One of the few remaining major metro California markets that doesn’t have a marijuana social equity program began down that path when the San Diego County Board of Supervisors voted 4-1 to begin crafting such a law.
According to San Diego TV station KUSI, county officials gave the green light to multiple ordinances that will be designed to “expand farming, manufacturing and retail opportunities … in the unincorporated parts of the county” in the marijuana industry.
The initiatives will be written in coming months.
“We know that many communities have been devastated by the war on drugs and disproportionately impacted by the criminal justice system. We seek to undo these past wrongs by centering social justice at the core of our cannabis approach,” Board Chair Nathan Fletcher said, according to KUSI.

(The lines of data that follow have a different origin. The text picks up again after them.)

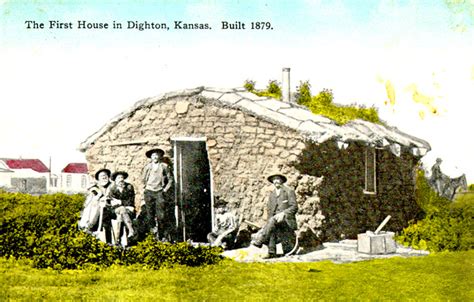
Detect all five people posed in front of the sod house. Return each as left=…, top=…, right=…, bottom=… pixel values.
left=79, top=149, right=298, bottom=258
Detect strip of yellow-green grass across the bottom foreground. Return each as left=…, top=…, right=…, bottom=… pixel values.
left=0, top=250, right=474, bottom=301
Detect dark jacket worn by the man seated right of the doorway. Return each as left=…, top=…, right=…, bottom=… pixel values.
left=268, top=185, right=298, bottom=230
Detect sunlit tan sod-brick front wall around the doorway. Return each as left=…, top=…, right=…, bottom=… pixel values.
left=86, top=96, right=322, bottom=243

Though details are sparse, the board agreed on an overall framework that will include:
- Making social equity a centerpiece of the licensing for retail, manufacturing and cultivation.
- Cracking down on unlicensed cannabis businesses, including aggressive new code enforcement and civil fines.

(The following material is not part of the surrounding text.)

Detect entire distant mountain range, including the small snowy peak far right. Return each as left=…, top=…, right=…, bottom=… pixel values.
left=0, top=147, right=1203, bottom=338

- Zoning setbacks to keep marijuana companies away from schools and other sensitive areas.
- Mandatory labor peace agreements for businesses with 10 employees or more.
Meanwhile, the city of San Diego is slowly moving toward creating a social equity program for its local marijuana industry, The San Diego Union-Tribune reported in November.
Social equity programs have already been started in most other major California metro areas, including Los Angeles, Oakland, Sacramento and San Francisco with varying degrees of success.